Pamela Rodríguez-Arnaiz Amianto (born 12 May 1983) is a Peruvian singer, a two-time Latin Grammy nominee. Her musical approach explores diverse genres such as pop, art rock, contemporary Peruvian music, and jazz. Her songs deal with social issues, the freedom of the human being and of women, and intimate themes.

==Personal life==
Pamela Rodríguez was born in Lima, Peru. She is a descendant of diverse cultures: one mestizo grandfather (the son of a Spaniard and an indigenous Peruvian) with a Neapolitan grandmother, and one Italian grandfather with a Bolivian-English grandmother.

She has written poems, played the piano, and painted since she was 9 years old. She has kept records of her creations since that time.

She lived in Canada during two years of her childhood, where she sang in several local choirs.

When she returned to Lima with her family, she studied music and art.

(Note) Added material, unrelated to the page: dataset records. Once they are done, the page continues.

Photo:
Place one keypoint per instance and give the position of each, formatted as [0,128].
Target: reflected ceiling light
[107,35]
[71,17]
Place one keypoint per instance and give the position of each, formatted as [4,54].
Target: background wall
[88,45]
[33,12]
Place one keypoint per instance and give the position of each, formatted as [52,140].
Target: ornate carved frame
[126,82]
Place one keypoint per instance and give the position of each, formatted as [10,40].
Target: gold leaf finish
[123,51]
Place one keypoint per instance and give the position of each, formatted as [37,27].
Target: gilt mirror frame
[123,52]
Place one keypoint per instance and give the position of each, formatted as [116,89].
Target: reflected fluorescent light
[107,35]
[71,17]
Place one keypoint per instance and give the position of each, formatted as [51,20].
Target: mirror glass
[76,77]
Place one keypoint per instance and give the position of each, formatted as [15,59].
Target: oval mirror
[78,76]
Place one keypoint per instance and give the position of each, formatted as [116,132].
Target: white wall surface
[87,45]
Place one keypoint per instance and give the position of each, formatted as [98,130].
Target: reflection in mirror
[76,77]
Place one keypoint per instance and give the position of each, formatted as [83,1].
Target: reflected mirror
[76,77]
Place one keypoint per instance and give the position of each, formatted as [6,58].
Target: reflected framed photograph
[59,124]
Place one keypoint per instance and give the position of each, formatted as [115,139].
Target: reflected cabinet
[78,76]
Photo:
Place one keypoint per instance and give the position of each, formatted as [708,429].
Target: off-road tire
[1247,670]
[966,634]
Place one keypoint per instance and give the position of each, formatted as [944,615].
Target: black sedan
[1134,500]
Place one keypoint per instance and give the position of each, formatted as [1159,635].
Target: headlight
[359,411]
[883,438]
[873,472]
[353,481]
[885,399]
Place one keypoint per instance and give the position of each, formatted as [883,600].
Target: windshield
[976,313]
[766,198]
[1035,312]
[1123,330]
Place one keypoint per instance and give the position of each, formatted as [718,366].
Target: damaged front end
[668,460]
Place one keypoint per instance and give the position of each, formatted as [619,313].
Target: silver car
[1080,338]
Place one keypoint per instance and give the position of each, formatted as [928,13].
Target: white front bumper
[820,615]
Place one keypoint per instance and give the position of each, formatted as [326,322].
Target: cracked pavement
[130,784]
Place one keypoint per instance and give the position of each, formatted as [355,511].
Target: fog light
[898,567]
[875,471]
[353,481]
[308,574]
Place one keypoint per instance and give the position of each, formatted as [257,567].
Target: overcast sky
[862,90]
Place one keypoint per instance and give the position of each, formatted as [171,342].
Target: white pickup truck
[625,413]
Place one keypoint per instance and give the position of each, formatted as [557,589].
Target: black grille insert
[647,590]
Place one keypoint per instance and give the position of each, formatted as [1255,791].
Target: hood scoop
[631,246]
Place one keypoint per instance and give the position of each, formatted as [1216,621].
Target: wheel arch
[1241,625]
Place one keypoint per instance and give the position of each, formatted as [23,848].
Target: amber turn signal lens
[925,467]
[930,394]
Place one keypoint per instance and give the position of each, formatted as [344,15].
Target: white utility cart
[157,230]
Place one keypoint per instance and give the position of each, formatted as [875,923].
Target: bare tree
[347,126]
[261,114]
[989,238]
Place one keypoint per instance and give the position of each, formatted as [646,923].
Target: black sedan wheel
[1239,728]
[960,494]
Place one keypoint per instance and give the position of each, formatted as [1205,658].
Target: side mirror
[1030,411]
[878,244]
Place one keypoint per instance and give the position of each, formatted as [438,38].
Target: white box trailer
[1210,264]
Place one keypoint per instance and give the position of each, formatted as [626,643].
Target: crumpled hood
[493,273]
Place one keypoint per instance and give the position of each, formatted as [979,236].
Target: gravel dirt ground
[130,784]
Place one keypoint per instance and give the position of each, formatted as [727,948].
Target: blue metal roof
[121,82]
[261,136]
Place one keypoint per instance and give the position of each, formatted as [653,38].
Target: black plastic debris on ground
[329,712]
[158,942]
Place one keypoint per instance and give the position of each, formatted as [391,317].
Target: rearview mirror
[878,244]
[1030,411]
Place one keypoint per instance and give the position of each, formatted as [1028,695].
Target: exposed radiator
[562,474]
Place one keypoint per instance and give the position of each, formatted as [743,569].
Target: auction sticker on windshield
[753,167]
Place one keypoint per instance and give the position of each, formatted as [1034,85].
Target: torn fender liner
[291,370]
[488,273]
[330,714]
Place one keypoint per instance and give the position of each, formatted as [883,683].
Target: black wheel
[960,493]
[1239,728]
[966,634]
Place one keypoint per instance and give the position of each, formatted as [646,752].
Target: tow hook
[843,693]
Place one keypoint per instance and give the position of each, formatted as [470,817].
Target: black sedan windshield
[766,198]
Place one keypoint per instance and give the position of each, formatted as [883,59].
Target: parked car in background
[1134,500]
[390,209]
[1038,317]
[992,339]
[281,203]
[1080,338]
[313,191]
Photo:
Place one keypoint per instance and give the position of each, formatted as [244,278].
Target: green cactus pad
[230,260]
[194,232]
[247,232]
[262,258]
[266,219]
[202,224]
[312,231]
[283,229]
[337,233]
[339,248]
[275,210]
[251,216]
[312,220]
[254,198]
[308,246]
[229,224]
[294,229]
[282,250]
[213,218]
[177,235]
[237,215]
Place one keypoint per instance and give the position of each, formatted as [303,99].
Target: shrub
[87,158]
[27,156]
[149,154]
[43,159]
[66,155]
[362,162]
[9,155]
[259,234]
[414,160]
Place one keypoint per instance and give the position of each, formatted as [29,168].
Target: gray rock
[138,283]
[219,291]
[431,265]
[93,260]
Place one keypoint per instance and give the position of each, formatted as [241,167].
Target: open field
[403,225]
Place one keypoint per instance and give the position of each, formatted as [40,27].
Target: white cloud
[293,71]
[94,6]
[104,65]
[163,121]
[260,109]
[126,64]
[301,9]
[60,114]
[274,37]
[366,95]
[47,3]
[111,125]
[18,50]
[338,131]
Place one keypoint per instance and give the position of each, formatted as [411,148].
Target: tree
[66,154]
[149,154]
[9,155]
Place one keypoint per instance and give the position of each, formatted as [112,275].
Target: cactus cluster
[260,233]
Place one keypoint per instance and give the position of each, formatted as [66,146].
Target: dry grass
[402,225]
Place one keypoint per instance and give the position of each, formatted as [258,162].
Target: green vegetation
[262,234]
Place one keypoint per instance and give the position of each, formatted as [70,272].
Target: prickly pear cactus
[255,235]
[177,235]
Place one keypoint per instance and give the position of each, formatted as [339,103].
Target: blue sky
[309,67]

At age 14, thanks to her father (a musician and producer), she started recording in studios. Later she had private lessons in singing with Mariela Monzón and music with Pelo Madueño.

She studied music and ethnomusicology for four years at the University of North Texas. Pamela has continued to study with teachers in various subjects, and also as an autodidact.

Rodríguez is married to the Spanish economist and writer Raúl Baltar Estévez, with whom she has a daughter.

==Artistic career==
Perú Blue, her first album, was released in 2005, a mixture of university jazz and Peruvian music. For that record, she was nominated for the Latin Grammy in 2006, as Best New Artist.

Next she launched En la orilla with producer Greg Landau, signifying a new step in her Peruvian-contemporary exploration. The album's songs include a celebration (where a woman escapes a macho flirt), a zamacueca with rap in Quechua, and a Landó performed by Peruvian musicians along with hip hop drummer Josh Jones (who had formerly worked with Tupac Shakur).

In the second half of 2011, Pamela Rodríguez released her album Reconocer in Peru. Its music, dressed with vintage and indie pop sounds, was produced in New York by David Little and engineers Ryan West, Ryan Kelly, and Dave Kutch.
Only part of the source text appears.